I kept up the small talk as much as I could before I backed out of the conversation. I figured it was a dead end in the first place, but it had been worth a shot. Mikey had been her best friend back during our high school years. The two of them shared everything, including boys sometimes. So, the mere fact that he didn’t have information about the accident either told me that one of two outcomes was true.

Either she didn’t talk with him about the accident, which meant she was hiding something about it.

Or, she forced him into secrecy and the secret itself is so bad that he doesn’t want to open that can of worms.

Either way, it only stoked the fire in my gut to figure out what the hell happened that night.

“I guess I could try and call his family,” I murmured to myself.

I felt tempted to do it, too. But it felt too much like an invasion of their privacy. There had to be a way to get the answers I sought without any of this getting back to my sister or JoJo. And since I had already taken a risk contacting Mikey, I knew I couldn’t risk trying to contact his parents as well.

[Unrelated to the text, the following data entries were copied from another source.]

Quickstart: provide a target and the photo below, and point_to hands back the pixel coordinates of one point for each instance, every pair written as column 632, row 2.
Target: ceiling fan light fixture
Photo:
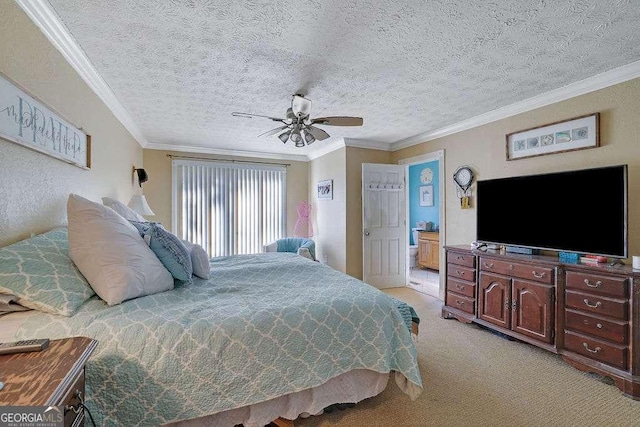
column 300, row 106
column 309, row 139
column 284, row 136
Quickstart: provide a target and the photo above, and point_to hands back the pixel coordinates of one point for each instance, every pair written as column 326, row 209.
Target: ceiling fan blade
column 338, row 121
column 317, row 133
column 251, row 116
column 274, row 131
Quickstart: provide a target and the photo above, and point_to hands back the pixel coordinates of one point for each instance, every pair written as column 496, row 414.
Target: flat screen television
column 583, row 211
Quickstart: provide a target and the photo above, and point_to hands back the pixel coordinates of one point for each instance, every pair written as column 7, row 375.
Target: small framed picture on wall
column 325, row 189
column 426, row 195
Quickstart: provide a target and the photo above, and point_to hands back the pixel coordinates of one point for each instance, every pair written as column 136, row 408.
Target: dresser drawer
column 616, row 287
column 73, row 397
column 592, row 348
column 458, row 258
column 523, row 271
column 596, row 304
column 461, row 287
column 610, row 330
column 463, row 273
column 461, row 303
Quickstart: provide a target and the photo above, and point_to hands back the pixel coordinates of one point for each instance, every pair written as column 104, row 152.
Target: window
column 228, row 208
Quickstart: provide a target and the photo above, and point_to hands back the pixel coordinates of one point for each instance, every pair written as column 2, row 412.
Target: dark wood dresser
column 52, row 377
column 589, row 314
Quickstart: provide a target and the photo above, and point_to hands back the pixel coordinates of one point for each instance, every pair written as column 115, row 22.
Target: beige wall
column 329, row 218
column 158, row 189
column 34, row 187
column 355, row 158
column 483, row 148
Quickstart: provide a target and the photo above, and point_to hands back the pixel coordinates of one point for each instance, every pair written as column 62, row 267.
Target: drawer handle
column 597, row 349
column 596, row 305
column 78, row 406
column 596, row 285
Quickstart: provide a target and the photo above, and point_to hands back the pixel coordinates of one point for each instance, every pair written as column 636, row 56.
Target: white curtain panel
column 228, row 208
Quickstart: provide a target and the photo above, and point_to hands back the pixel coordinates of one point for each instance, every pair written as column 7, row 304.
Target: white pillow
column 123, row 210
column 111, row 255
column 199, row 260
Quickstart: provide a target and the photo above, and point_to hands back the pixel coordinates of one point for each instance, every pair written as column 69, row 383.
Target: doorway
column 425, row 220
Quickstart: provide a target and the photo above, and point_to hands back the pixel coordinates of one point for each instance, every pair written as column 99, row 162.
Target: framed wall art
column 574, row 134
column 325, row 189
column 28, row 122
column 426, row 195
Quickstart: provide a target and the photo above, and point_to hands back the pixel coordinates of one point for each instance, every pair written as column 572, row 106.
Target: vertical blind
column 228, row 208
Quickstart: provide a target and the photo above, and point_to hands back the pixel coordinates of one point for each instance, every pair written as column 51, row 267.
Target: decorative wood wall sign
column 28, row 122
column 574, row 134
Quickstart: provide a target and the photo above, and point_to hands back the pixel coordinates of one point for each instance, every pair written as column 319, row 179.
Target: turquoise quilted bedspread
column 263, row 326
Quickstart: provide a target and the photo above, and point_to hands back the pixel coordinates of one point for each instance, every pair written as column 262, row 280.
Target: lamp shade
column 139, row 204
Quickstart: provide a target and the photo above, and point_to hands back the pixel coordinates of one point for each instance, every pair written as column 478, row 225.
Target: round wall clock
column 426, row 176
column 463, row 177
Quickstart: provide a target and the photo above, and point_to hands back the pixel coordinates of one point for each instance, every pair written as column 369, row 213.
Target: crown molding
column 226, row 152
column 423, row 158
column 590, row 84
column 47, row 20
column 326, row 149
column 370, row 145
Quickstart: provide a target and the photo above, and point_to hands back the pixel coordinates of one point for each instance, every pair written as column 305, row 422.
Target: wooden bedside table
column 52, row 377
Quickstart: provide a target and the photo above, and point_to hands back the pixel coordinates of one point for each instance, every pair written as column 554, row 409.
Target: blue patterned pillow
column 39, row 272
column 169, row 249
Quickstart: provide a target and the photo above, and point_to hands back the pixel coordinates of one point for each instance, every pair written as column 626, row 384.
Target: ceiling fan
column 299, row 127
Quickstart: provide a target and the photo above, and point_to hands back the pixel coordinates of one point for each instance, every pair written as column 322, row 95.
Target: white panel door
column 384, row 243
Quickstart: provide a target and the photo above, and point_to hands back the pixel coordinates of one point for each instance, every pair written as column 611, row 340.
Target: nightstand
column 52, row 377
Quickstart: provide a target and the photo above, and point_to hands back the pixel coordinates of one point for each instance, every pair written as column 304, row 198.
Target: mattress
column 350, row 387
column 10, row 323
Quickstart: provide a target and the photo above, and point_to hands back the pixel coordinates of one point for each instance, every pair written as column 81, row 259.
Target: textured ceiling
column 407, row 67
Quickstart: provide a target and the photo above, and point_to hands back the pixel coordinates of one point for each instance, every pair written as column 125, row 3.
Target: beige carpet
column 476, row 378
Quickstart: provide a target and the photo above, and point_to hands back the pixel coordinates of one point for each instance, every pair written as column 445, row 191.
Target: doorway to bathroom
column 425, row 222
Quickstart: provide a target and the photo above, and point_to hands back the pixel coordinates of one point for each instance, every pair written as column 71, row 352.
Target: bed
column 268, row 335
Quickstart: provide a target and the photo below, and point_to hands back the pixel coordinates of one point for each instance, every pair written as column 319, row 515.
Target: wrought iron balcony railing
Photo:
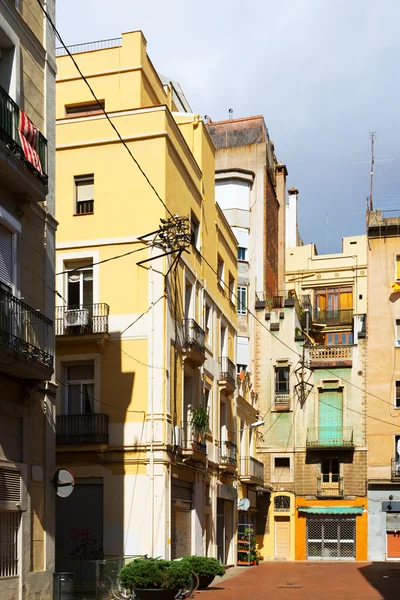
column 25, row 330
column 330, row 489
column 193, row 335
column 90, row 428
column 83, row 319
column 228, row 369
column 228, row 453
column 192, row 439
column 9, row 136
column 330, row 353
column 251, row 468
column 395, row 468
column 333, row 317
column 329, row 437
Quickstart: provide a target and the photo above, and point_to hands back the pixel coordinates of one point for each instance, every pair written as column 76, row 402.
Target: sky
column 323, row 73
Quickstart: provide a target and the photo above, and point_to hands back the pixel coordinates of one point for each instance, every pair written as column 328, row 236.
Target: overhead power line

Especially in the same evening.

“Why doesn’t anyone tell me anything?” I grumbled.

As much as I hated it, I ended up dragging myself back to bed. I wouldn’t get any other answers tonight and I needed sleep before another hellish week at work started. I pushed myself off the couch and dragged my ass back to my bedroom where I flopped down into my pillow face-first. I managed to get my phone on its most recent charger: a wireless charger that I had splurged on a few days ago. And after I heard it beep, I relegated myself to a few hours’ sleep.

While I turned over my predicament in my dreams.